The evidence is current to October 2016.
There is mostly low- to very low-quality clinical evidence from a limited number of mostly small, heterogeneous trials with diverse outcome measures, comparing the relative efficacy of central nervous system-penetrant antibiotics for the treatment of LNB. The few existing randomized studies have limited power and lack consistent and well-defined entry criteria and efficacy endpoints. It is not possible to draw firm conclusions on the relative efficacy of accepted antibiotic drug regimens for the treatment of LNB. The majority of people are reported to have good outcomes, and symptoms resolve by 12 months regardless of the antibiotic used. A minority of participants did not improve sufficiently, and some were retreated. These randomized studies provide some evidence that doxycycline, penicillin G, ceftriaxone, and cefotaxime are efficacious in the treatment of European LNB. No evidence of additional efficacy was observed when, in one study, an initial antibiotic treatment with intravenous ceftriaxone was followed by additional longer treatment with oral amoxicillin. There is a lack of evidence identified through our high-quality search strategy on the efficacy of antibiotics for treatment of LNB in the United States.
Various central nervous system-penetrant antibiotics are bactericidal in vitro and in vivo against the causative agent of Lyme neuroborreliosis (LNB), Borrelia burgdorferi. These antibiotics are routinely used clinically to treat LNB, but their relative efficacy is not clear.
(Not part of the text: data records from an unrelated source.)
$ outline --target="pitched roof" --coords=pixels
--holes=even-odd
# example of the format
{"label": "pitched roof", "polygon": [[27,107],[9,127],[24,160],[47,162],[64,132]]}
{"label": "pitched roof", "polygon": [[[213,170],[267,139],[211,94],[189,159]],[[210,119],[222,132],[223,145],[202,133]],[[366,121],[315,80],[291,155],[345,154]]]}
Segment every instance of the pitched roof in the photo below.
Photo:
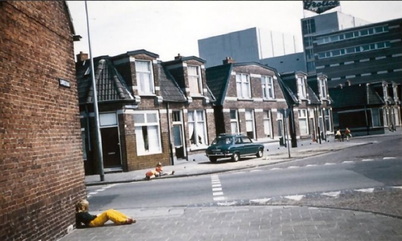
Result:
{"label": "pitched roof", "polygon": [[158,61],[157,66],[161,95],[163,98],[163,101],[186,101],[187,99],[184,93],[171,74],[163,67],[160,61]]}
{"label": "pitched roof", "polygon": [[[134,101],[126,82],[109,58],[109,56],[100,56],[93,60],[98,102]],[[76,71],[79,103],[92,102],[93,89],[89,61],[76,63]]]}
{"label": "pitched roof", "polygon": [[232,66],[232,64],[226,64],[208,68],[205,70],[209,89],[215,96],[217,104],[220,105],[223,104]]}
{"label": "pitched roof", "polygon": [[329,89],[329,92],[334,100],[332,107],[334,108],[385,104],[378,94],[371,86],[366,85],[333,88]]}

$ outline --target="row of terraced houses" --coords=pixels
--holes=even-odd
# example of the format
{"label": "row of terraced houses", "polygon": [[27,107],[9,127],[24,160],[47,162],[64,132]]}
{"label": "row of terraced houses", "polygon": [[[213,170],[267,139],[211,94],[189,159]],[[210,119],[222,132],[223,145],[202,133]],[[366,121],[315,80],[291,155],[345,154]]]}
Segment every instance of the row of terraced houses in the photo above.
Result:
{"label": "row of terraced houses", "polygon": [[[230,57],[169,61],[145,50],[93,58],[105,172],[149,168],[203,155],[222,133],[241,133],[273,147],[325,142],[333,134],[323,74],[279,75]],[[87,174],[99,170],[88,55],[77,55],[81,134]],[[286,132],[286,133],[285,133]]]}

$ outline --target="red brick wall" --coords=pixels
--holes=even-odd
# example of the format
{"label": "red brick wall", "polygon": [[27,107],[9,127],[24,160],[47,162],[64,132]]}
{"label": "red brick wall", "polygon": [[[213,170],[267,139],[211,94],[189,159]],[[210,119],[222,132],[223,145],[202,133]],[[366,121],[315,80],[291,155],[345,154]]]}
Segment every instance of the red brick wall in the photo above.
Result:
{"label": "red brick wall", "polygon": [[0,240],[56,240],[85,194],[67,10],[10,1],[0,12]]}

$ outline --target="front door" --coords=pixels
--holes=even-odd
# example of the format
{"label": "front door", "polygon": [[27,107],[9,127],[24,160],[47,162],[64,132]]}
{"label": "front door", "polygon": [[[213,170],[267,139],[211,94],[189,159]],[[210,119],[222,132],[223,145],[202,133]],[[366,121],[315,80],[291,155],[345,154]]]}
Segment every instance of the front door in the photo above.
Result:
{"label": "front door", "polygon": [[117,127],[100,129],[104,168],[121,168],[120,145]]}
{"label": "front door", "polygon": [[173,135],[174,139],[174,149],[176,157],[178,159],[184,158],[184,147],[183,145],[183,132],[181,125],[174,125],[173,126]]}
To assess the effects of antibiotics for the treatment of LNB.
On 25 October 2016 we searched the Cochrane Neuromuscular Specialised Register, the Cochrane Central Register of Controlled Trials (CENTRAL), MEDLINE, and Embase. We searched clinical trial registers on 26 October 2016. We reviewed the bibliographies of the randomized trials identified and contacted the authors and known experts in the field to identify additional published or unpublished data. There were no language restrictions when searching for studies.
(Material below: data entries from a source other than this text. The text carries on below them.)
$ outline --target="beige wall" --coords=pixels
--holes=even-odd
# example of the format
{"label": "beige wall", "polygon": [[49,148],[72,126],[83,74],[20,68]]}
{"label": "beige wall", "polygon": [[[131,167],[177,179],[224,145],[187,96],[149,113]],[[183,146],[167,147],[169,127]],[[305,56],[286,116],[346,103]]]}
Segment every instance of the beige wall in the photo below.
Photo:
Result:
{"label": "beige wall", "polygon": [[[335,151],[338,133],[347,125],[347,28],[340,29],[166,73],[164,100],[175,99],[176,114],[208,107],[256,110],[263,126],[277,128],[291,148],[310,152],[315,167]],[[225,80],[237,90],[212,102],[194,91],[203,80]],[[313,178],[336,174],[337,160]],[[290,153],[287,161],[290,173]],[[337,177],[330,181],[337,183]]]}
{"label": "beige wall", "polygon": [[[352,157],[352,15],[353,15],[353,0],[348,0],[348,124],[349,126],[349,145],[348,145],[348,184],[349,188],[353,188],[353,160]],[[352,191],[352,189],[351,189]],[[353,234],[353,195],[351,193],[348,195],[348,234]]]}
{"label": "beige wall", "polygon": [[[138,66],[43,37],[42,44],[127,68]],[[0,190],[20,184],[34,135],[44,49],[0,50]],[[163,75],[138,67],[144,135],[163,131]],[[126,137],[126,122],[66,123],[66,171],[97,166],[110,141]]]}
Randomized clinical trials of antibiotic treatment of LNB in adults and children that compared any antibiotic treatment, including combinations of treatments, versus any other treatment, placebo, or no treatment. We excluded studies of entities considered as post-Lyme syndrome.
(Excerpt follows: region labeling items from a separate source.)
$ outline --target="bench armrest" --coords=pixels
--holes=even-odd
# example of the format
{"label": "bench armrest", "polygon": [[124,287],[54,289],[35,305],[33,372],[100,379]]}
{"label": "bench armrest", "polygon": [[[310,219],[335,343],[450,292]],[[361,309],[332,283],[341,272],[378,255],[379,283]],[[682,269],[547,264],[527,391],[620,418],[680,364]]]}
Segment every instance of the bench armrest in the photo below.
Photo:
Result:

We used standard methodological procedures expected by Cochrane.
We identified seven randomized studies involving 450 European participants with LNB for inclusion in this systematic review. We found no trials conducted in the United States. Marked heterogeneity among these studies prevented meta-analysis. None of the studies included a placebo control on the initial antibiotic treatment, and only one was blinded. None were delayed-start studies. All were active comparator studies, and most were not adequately powered for non-inferiority comparison. The trials investigated four antibiotics: penicillin G and ceftriaxone in four studies, doxycycline in three studies, and cefotaxime in two studies. One study tested a three-month course of oral amoxicillin versus placebo following initial treatment with intravenous ceftriaxone. One study was limited to children. The trials measured efficacy using heterogeneous physician- or patient-reported outcomes, or both. In some cases cerebrospinal fluid analysis was included as an indirect biomarker of disease and outcome. None of the studies reported on our proposed primary outcome, 'Improvement in a measure of overall disability in the long term (three or more months).' None of the trials revealed any between-group differences in symptom resolution in response to active treatment. In general, treatment was tolerated well. The quality of adverse event reporting, however, was low.